La baisse pressentie pour l’année 2013 se base sur les estimations les plus récentes des pays membres de la FEP (Fédération européenne de l’industrie du parquet) dont le conseil d’administration s’est réuni à l’occasion de Domotex, Salon mondial du tapis et des revêtements de sols qui s’est tenu à Hanovre du 12 au 15 janvier.

Si, comme par le passé, les résultats montrent d’importantes variations en fonction de la période et de la zone géographique considérées, la situation apparaît globalement moins disparate que d’autres fois. En effet, même les pays dont la performance était honorable et qui tiraient le marché vers le haut voient leur élan s’atténuer.

Le chiffre : -5% / C’est la nouvelle baisse anticipée pour 2013 concernant le marché européen du parquet, dans la continuité de l’année précédente.

En analysant la situation par zones géographiques, on peut affirmer que les pays du Sud de l’Europe (tels que l’Espagne, l’Italie et la France) continuent de faire face à de sérieuses difficultés, avec des pertes qui pourraient atteindre des taux à deux chiffres. Au Nord, la situation est un peu meilleure mais la courbe d’évolution demeure légèrement négative, ou au mieux stable (comme dans le cas de la Suède). L’Europe centrale reste la région qui fait preuve de la meilleure performance, la Suisse confirmant un statut solide de « pays du parquet », avec un taux de croissance espéré de l’ordre de 6%. L’Autriche, de même que l’Allemagne, devraient cependant connaître un taux de croissance très faible, à peine au-dessus de zéro. Ces chiffres et ces tendances doivent être envisagés à la lumière des défis majeurs auxquels le secteur a dû récemment et doit continuer de faire face, notamment une concurrence farouche et soutenue, un taux de chômage très élevé dans de nombreux pays européens et une parité instable entre le dollar et l’euro.

Quoique l’opposition entre producteurs de parquets dans certaines zones européennes constitue un sujet de préoccupation, les prévisions les plus récentes de la Commission européenne autorisent à davantage d’optimisme pour l’année à venir, ce qui devrait stimuler la confiance des consommateurs. Les membres du conseil d’administration de la FEP, en outre, mettent l’accent sur les conclusions des études réalisées sur la perception des consommateurs de parquet en Europe, qui montrent que du point de vue des personnes interrogées, « le parquet en bois massif est un formidable produit naturel, très valorisé et désiré par les consommateurs, qui le considèrent comme un élément de décoration intérieure indispensable, et d’avenir ».

Dans ce contexte, le président de la FEP Lars Gunnar Andersen estime que « la tendance contemporaine est une évolution cyclique, mais pas un changement structurel.

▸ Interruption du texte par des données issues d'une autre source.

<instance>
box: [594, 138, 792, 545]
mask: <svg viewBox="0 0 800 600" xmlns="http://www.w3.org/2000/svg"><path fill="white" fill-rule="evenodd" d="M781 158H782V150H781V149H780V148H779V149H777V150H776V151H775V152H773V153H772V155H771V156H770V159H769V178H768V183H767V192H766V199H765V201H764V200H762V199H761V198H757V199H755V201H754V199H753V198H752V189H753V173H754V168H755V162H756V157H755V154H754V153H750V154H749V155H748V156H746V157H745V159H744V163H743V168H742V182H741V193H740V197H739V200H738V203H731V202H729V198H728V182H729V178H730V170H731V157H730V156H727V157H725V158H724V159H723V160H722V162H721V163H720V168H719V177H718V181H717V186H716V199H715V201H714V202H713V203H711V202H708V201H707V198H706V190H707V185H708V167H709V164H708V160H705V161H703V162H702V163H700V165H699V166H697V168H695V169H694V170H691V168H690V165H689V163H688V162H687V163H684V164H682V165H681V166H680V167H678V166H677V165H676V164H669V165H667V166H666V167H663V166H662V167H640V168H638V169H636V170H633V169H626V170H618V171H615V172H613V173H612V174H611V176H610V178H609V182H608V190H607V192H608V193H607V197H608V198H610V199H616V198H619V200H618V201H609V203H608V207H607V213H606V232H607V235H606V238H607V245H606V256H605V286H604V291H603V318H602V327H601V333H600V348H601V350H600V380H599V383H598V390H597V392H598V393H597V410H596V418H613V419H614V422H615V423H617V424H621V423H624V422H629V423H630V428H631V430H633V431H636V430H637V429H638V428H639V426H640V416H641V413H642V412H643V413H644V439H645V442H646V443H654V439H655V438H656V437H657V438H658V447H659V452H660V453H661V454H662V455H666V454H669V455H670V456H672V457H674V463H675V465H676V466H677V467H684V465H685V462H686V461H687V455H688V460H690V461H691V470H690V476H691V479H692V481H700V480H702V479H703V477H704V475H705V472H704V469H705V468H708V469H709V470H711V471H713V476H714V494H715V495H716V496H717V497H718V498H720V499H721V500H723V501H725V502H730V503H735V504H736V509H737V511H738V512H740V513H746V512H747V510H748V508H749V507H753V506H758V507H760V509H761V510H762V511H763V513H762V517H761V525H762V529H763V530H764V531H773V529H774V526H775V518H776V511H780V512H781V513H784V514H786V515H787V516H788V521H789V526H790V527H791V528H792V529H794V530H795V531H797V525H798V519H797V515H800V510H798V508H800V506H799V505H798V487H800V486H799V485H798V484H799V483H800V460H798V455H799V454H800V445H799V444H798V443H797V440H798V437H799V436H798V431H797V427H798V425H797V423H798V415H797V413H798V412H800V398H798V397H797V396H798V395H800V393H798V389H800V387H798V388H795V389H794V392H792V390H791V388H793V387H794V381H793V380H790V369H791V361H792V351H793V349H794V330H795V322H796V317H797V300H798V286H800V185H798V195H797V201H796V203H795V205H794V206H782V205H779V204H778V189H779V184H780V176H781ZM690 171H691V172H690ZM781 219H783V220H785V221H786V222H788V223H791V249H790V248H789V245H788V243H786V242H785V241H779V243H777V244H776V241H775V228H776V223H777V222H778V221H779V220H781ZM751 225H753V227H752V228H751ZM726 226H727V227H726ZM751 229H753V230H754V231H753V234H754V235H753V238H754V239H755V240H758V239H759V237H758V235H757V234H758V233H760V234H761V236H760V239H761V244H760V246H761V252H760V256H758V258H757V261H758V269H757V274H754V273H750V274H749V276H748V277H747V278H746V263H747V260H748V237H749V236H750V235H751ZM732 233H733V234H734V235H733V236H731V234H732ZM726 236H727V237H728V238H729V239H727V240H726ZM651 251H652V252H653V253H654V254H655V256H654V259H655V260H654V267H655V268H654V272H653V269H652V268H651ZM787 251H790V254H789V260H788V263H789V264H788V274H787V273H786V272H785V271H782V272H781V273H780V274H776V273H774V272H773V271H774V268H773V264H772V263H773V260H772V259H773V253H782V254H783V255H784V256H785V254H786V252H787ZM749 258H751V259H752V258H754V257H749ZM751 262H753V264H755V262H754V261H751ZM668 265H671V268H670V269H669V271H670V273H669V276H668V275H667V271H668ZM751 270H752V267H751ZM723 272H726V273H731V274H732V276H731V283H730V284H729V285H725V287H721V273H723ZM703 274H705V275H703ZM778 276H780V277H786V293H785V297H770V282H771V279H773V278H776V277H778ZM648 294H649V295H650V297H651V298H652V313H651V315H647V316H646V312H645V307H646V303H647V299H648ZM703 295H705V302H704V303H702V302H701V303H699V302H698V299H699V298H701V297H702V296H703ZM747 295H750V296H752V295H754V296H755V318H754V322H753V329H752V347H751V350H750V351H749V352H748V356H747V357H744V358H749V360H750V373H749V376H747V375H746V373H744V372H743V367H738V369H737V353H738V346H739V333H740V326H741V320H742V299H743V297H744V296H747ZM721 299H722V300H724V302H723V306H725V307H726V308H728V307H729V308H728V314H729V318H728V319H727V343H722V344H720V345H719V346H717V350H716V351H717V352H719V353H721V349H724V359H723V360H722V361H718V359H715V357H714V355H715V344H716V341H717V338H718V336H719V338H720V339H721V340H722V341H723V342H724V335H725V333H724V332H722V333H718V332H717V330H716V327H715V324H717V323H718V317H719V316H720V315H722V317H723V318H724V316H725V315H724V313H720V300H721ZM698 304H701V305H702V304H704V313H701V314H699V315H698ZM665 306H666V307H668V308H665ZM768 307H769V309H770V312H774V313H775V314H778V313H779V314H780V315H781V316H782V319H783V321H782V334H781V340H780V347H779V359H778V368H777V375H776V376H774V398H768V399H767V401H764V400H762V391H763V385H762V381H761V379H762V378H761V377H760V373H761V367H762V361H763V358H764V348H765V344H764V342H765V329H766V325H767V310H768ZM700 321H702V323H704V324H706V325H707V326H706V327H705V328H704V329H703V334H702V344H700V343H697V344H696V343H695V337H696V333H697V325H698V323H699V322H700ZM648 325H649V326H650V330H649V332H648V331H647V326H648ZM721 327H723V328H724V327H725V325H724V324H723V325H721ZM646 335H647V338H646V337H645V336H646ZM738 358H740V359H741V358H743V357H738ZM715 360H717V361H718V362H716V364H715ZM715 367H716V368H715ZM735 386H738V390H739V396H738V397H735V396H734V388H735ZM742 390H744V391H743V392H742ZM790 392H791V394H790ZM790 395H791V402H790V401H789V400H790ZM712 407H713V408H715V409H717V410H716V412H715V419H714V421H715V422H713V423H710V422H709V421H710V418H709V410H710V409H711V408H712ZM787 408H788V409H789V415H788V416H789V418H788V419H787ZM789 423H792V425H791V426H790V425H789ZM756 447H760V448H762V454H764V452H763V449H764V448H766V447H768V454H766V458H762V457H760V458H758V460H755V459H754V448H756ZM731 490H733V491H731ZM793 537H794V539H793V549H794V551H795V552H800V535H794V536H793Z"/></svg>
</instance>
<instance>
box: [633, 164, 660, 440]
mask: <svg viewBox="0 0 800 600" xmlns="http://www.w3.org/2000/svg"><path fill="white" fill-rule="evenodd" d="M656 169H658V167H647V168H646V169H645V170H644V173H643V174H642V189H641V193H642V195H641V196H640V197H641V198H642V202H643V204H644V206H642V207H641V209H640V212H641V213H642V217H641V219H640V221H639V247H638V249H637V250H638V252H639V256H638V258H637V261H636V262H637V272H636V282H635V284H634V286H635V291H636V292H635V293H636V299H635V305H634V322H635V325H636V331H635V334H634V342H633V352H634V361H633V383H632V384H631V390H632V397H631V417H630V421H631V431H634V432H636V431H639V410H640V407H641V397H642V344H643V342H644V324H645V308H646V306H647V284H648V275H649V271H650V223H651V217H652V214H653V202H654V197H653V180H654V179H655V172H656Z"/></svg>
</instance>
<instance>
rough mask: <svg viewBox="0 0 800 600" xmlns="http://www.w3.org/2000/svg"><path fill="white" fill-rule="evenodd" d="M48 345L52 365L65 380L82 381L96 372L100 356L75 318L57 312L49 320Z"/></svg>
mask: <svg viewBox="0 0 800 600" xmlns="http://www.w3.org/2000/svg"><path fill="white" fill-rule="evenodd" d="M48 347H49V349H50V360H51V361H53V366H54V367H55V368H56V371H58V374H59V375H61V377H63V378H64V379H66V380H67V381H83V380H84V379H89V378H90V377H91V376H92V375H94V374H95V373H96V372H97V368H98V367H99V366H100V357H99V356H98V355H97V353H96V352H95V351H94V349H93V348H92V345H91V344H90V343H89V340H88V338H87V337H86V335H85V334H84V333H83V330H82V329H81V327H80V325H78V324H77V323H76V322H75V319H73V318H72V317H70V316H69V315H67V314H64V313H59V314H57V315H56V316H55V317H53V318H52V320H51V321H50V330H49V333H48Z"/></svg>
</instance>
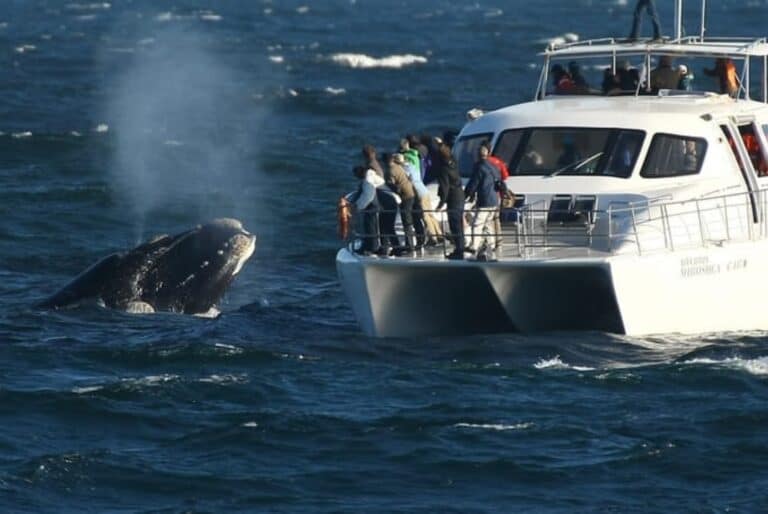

Nous assistons à une réduction du marché, ce qui ne veut pas dire qu’il n’existe pas. Même la phase de croissance exceptionnelle enregistrée entre 1991 et 2007 avait connu quelques baisses. Ne doutons pas que de meilleurs jours sont à venir ».

Ces résultats sont à considérer comme un premier pronostic, avant la communication des résultats définitifs les 5 et 6 juin prochain, lors de l’assemblée générale de la FEP qui se tiendra à Malaga (Espagne).